Religion for Atheists

Sunday, January 13th, 2013

Ben Casnocha shares some highlights from Alain de Botton’s Religion for Atheists:

We can then recognize that we invented religions to serve two central needs which continue to this day and which secular society has not been able to solve with any particular skill: first, the need to live together in communities in harmony, despite our deeply rooted selfish and violent impulses. And second, the need to cope with terrifying degrees of pain which arise from our vulnerability to professional failure, to troubled relationships, to the death of loved ones and to our decay and demise.

For instance, much of what is best about Christmas is entirely unrelated to the story of the birth of Christ. It revolves around themes of community, festivity and renewal which pre-date the context in which they were cast over the centuries by Christianity.

One of the losses modern society feels most keenly is that of a sense of community.
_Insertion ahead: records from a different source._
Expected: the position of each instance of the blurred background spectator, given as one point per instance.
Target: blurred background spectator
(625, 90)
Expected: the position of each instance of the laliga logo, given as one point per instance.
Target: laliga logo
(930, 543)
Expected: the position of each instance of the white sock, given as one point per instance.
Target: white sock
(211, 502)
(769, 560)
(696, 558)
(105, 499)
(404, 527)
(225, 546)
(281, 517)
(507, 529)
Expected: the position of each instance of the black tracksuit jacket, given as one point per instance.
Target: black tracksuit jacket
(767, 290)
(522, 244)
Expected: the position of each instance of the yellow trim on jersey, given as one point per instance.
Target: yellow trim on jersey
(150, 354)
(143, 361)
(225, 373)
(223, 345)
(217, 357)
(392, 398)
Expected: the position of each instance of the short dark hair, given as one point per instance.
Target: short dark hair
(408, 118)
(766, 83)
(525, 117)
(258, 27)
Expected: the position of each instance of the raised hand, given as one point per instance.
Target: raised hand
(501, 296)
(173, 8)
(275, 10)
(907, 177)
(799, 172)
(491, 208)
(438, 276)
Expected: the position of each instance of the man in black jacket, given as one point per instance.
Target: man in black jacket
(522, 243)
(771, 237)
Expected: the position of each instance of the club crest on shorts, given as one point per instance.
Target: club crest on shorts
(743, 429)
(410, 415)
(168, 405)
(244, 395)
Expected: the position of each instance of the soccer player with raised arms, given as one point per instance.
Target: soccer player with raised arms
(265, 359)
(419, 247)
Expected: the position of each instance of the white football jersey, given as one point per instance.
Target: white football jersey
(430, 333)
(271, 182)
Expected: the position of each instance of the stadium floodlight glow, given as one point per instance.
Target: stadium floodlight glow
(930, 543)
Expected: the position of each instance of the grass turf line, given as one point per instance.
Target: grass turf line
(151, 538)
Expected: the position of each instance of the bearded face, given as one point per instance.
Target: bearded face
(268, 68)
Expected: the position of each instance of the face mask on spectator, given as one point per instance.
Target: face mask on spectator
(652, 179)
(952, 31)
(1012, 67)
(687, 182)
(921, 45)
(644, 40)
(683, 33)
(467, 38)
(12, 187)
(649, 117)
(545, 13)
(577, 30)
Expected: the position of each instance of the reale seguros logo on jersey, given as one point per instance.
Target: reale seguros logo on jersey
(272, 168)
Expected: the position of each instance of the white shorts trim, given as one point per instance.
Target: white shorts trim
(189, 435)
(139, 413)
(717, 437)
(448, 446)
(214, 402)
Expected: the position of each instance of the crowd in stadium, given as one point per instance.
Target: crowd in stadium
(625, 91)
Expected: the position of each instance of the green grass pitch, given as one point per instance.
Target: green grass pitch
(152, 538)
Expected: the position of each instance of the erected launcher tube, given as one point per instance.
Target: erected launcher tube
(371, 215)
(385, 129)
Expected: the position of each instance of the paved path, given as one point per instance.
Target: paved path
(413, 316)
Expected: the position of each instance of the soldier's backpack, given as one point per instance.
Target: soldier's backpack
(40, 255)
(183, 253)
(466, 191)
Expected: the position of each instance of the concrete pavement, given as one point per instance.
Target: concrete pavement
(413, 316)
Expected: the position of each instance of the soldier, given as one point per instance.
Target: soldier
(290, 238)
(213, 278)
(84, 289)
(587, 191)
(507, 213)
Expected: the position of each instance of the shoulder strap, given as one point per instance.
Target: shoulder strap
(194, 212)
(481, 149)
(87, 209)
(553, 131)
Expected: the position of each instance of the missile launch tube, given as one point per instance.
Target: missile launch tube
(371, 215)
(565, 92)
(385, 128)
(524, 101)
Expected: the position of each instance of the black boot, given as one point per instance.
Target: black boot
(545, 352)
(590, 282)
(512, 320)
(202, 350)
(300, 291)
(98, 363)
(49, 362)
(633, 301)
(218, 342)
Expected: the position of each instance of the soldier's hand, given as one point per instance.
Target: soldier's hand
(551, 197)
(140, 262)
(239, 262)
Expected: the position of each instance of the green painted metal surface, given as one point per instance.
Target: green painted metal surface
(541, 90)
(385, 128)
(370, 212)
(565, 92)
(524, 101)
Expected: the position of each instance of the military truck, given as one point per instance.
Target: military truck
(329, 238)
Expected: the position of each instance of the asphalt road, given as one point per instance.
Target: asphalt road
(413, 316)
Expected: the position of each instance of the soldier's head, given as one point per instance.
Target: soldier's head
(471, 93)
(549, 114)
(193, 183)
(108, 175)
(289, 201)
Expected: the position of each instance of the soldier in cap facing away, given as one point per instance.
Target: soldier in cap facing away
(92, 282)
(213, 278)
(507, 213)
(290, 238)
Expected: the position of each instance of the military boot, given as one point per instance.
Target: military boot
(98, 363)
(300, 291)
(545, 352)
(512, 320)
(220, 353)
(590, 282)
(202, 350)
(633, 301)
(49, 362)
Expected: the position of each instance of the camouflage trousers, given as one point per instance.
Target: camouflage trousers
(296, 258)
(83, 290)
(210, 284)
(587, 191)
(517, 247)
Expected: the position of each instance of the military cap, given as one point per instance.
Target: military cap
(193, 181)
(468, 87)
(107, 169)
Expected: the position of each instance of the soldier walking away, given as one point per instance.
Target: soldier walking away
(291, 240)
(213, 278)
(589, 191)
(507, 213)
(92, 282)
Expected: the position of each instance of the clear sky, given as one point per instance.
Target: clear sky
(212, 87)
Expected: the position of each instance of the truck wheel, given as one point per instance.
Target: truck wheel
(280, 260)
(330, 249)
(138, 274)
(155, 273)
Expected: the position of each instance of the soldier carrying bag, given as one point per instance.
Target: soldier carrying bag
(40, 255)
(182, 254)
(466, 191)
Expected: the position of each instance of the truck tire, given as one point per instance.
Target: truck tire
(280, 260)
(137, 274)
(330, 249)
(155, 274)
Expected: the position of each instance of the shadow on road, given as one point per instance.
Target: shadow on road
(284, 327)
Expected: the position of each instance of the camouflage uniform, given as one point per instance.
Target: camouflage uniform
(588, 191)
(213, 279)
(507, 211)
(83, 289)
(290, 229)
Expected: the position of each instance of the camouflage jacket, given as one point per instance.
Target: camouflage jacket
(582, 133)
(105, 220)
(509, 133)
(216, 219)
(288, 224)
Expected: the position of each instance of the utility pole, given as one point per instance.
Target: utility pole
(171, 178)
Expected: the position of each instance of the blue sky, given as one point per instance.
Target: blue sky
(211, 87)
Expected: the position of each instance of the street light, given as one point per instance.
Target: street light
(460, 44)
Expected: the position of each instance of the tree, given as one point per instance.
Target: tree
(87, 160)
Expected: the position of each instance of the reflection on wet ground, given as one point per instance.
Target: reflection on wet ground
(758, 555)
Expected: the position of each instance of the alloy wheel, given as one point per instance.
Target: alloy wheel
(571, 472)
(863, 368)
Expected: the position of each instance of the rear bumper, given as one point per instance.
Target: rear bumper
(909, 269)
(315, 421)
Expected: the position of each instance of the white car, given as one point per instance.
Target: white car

We tend to imagine that there once existed a degree of neighbourliness which has been replaced by ruthless anonymity, a state where people pursue contact with one another primarily for restricted, individualistic ends: for financial gain, social advancement or romantic love.
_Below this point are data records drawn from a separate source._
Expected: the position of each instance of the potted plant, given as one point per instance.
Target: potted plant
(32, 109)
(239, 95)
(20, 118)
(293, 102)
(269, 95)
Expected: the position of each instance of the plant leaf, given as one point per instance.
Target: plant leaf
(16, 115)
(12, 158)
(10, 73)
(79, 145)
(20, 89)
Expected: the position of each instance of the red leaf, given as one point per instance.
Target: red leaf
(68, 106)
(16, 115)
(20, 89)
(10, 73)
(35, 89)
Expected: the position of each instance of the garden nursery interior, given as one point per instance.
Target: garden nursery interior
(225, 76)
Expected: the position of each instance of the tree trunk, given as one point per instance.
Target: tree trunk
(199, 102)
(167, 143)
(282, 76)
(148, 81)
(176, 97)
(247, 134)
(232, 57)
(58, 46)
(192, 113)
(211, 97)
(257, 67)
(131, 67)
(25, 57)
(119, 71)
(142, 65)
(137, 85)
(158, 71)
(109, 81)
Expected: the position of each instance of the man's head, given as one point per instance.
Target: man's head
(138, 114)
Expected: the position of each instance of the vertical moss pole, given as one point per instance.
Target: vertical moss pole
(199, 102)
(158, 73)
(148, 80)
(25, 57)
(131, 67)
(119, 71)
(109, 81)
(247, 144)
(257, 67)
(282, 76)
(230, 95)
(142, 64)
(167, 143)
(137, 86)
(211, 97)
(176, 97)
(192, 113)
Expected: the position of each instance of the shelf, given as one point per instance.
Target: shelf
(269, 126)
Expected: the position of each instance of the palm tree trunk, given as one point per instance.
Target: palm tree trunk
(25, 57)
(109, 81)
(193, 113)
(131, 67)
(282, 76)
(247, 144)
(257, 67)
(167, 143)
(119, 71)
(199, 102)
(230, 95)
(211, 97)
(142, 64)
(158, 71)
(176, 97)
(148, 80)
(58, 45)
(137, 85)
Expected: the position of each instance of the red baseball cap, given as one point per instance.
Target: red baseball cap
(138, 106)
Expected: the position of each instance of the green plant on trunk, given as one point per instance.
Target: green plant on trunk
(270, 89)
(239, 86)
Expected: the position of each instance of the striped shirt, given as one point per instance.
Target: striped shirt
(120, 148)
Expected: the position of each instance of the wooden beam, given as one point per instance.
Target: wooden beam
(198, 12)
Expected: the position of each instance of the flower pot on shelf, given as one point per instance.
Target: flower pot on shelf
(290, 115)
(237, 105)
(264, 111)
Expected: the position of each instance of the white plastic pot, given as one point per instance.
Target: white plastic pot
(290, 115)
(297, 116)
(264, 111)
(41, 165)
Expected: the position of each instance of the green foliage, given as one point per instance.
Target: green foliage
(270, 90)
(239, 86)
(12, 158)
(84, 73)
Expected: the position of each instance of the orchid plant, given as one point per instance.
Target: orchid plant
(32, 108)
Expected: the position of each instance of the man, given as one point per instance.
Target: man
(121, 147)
All buildings give their owners opportunities to recondition visitors’ expectations and to lay down rules of conduct specific to them. The art gallery legitimates the practice of peering silently at a canvas, the nightclub of swaying one’s hands to a musical score. And a church, with its massive timber doors and 300 stone angels carved around its porch, gives us rare permission to lean over and say hello to a stranger without any danger of being thought predatory or insane. We are promised that here (in the words of the Mass’s initial greeting) ‘the love of God and the fellowship of the Holy Spirit’ belong to all who have assembled. The Church lends its enormous prestige, accrued through age, learning and architectural grandeur, to our shy desire to open ourselves to someone new.


  1. David Foster says:

    Arthur Koestler, himself by no means a conventionally religious person, wrote about the social impact of declining religiousness in his novel of ideas The Age of Longing. I reviewed it at length here.

  2. Tatyana says:

    The religiously inclined often overestimate the value of community, communal spirit and similar ties of repression. The divide is not between atheists and believers; it’s between individualists and collectivists.

  3. Zac says:

    Tatyana, I agree and disagree. First, you are right that the divide is not just between atheists and believers (nor just between believers in A religion and believers in B-Z religions). But the divide is between the community we want, the community we can’t have, and the community we’re afraid of. The text says church is a place where we can talk to our neighbor openly; we can do that everywhere, but our upbringing teaches us not to. Also, I don’t think you can overvalue community in the sense that it encompasses cooperation and coexistence (no connotations intended behind “coexistence”).

  4. Tatyana says:

    no, I didn’t said that at all.
    no “just”, and no “divide between communities”.

    I meant what I said, and said what I mean.

    cooperation and coexistence are very small and often temporary functions where an individualist would want the collectives of various stripes to stop – but they don’t.